My earliest memory with my grandmother is from a summer during elementary school, where we binge-watched over 200 hours of two 1980s Hindi-language TV shows. These shows told the stories of kings, princesses, deities, and demons in the format of an extended fable, with a new lesson to be learned in each episode. My grandmother, visiting from India, patiently answered my incessant questions – were there demons living in her town when she grew up, were the crowns on the kings’ heads heavy, and so on. One of her explanations from this summer of excessive television consumption has stuck with me since then. Loosely translated, “A swan has two wings – knowledge and action. One without the other is useless, for it needs both to fly.”
As I grew older, I took this to mean that I should accompany my intellectual interests with action, and only take action after doing my research. I thought this principle would manifest in finding a meaningful problem, and starting a tech company to solve it. I began to identify the problems I most wanted to solve.

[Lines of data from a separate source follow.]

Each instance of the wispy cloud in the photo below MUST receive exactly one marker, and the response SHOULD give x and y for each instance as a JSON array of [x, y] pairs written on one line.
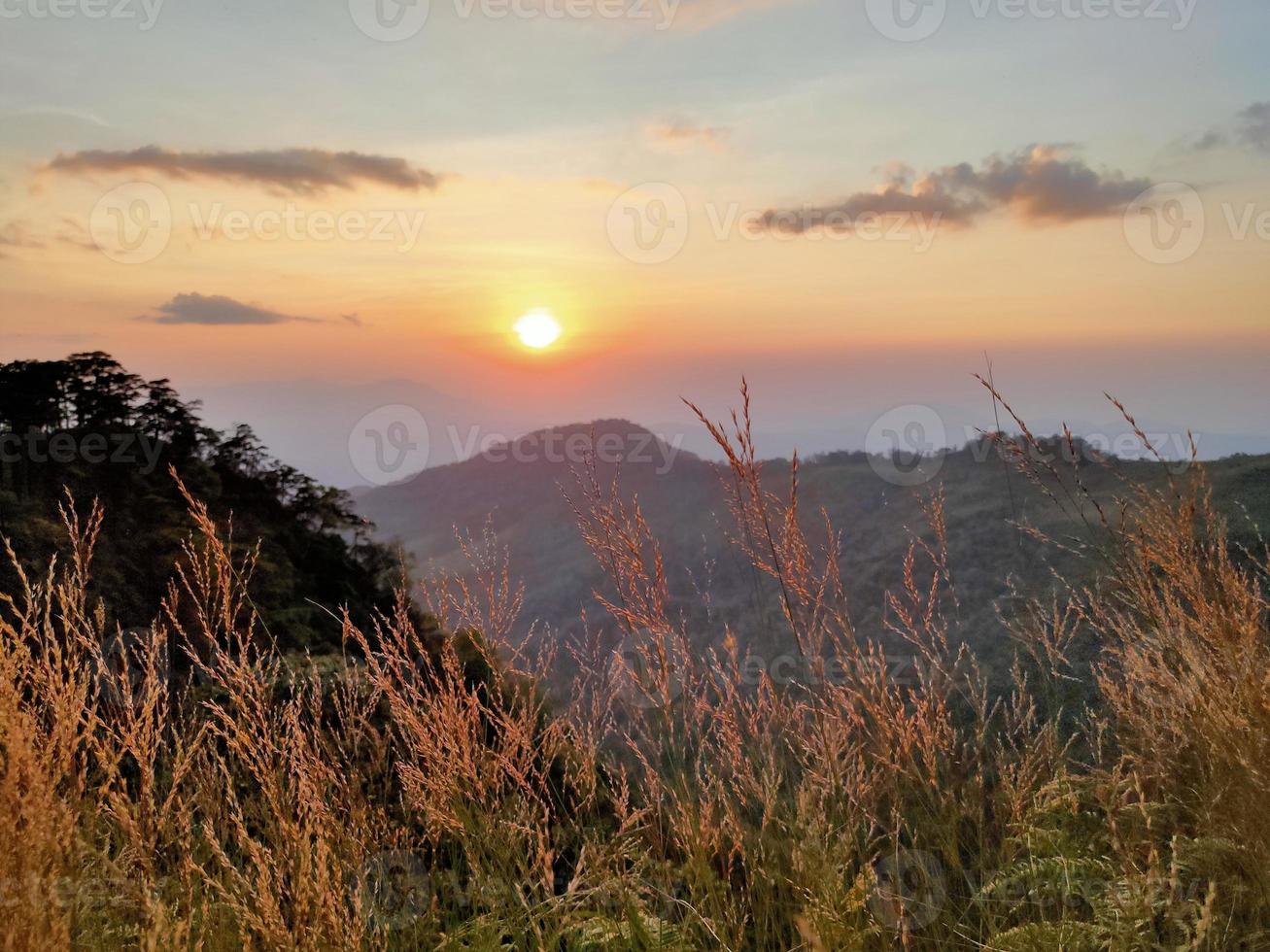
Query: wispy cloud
[[17, 234], [1043, 185], [1253, 127], [219, 310], [696, 16], [296, 170], [681, 136]]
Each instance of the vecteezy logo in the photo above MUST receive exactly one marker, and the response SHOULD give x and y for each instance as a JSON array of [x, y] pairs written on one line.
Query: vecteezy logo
[[907, 446], [123, 663], [648, 670], [649, 223], [389, 443], [131, 223], [909, 890], [394, 888], [389, 20], [906, 20], [1165, 224]]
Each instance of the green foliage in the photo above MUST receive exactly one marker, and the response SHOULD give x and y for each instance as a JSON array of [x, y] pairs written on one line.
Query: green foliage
[[86, 426]]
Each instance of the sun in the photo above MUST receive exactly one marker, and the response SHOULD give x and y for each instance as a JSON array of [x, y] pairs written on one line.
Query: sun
[[537, 329]]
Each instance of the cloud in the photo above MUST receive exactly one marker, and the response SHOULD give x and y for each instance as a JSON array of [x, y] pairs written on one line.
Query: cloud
[[682, 136], [17, 234], [218, 310], [696, 16], [1253, 127], [296, 170], [1042, 185], [1209, 141]]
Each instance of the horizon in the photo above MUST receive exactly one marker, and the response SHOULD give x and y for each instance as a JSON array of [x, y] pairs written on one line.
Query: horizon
[[853, 227]]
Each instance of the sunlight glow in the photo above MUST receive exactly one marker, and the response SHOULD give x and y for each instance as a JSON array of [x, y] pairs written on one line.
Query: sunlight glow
[[537, 329]]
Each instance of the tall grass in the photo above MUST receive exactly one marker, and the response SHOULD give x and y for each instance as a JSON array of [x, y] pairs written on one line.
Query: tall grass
[[197, 790]]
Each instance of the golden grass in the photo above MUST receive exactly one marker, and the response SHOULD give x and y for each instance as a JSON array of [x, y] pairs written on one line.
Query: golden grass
[[429, 793]]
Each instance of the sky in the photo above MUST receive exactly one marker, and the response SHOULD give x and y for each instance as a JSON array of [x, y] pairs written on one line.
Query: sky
[[846, 201]]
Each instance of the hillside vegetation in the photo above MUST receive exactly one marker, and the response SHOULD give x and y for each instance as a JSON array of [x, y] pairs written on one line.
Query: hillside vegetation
[[426, 791]]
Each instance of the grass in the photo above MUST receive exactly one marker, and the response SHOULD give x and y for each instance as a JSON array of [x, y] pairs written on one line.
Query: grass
[[426, 791]]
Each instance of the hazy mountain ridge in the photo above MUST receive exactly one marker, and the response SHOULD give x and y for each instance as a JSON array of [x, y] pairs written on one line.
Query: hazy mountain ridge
[[526, 503]]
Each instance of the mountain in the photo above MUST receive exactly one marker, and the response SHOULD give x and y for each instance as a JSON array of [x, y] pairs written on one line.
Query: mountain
[[522, 495], [86, 426], [309, 423]]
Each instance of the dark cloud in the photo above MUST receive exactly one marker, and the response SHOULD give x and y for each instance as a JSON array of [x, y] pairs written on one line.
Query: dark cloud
[[218, 310], [1253, 127], [297, 170], [1209, 141], [1042, 185]]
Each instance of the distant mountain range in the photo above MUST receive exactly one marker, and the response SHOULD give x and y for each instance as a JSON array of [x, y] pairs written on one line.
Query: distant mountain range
[[307, 423], [521, 491]]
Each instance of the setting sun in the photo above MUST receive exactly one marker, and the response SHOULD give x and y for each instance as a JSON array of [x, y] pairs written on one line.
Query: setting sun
[[537, 329]]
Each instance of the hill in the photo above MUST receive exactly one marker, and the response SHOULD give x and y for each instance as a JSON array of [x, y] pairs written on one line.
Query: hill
[[86, 426], [524, 495]]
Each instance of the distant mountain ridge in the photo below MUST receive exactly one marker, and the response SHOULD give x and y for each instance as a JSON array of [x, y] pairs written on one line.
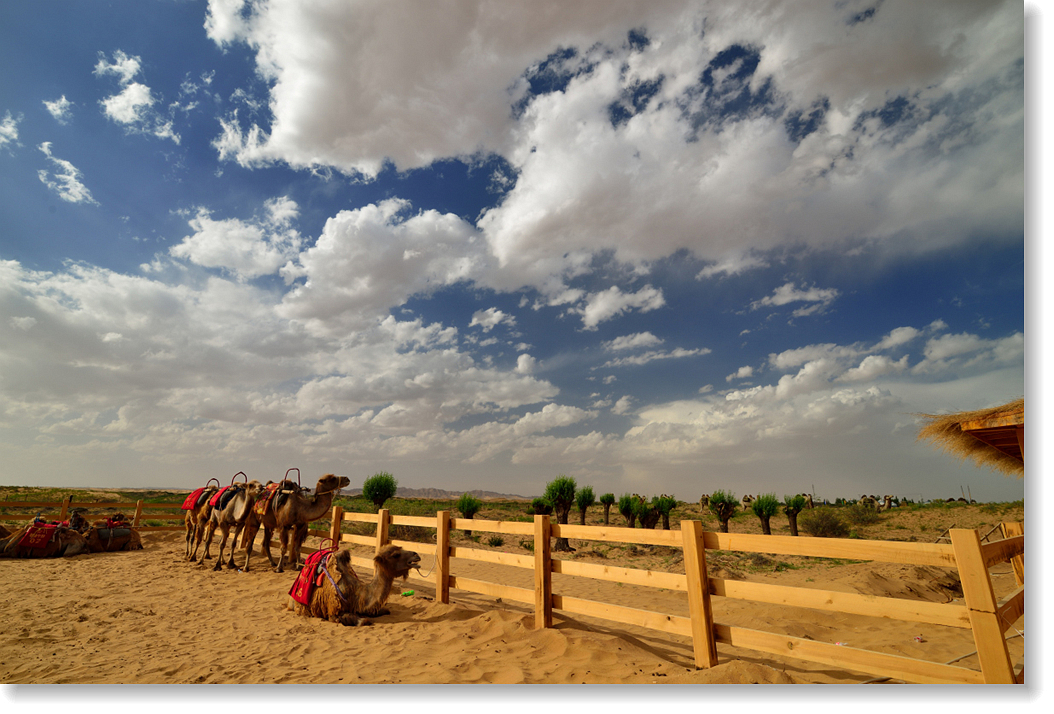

In high school, I tutored students living in downtown Detroit who couldn’t afford the home broadband connection they needed to do their homework, often due to high prices set by local monopolists. Years later, as an election volunteer, I met voters who showed up to the wrong precinct after receiving assertive voicemails spreading voting disinformation. During my time as an economic consultant, I learned how inmates are often charged exorbitant rates to simply communicate with their families, which has negative implications for their success once released.
Encountering these system-level problems led me to understand the importance of the means by which one takes action. Inequitable systems create costs borne by all of us, and thus require government leadership. I’m excited to be a TechCongress fellow because it’s a rare chance to approach questions of how technology can be developed and deployed equitably with knowledge, the intent of action, and the right means to create change.
Divya is serving with the Senate Judiciary Antitrust Subcommittee, under Sen. Amy Klobuchar (D-MN) and supporting a multitude of issues related to technology and competition issues, including data privacy and broadband access.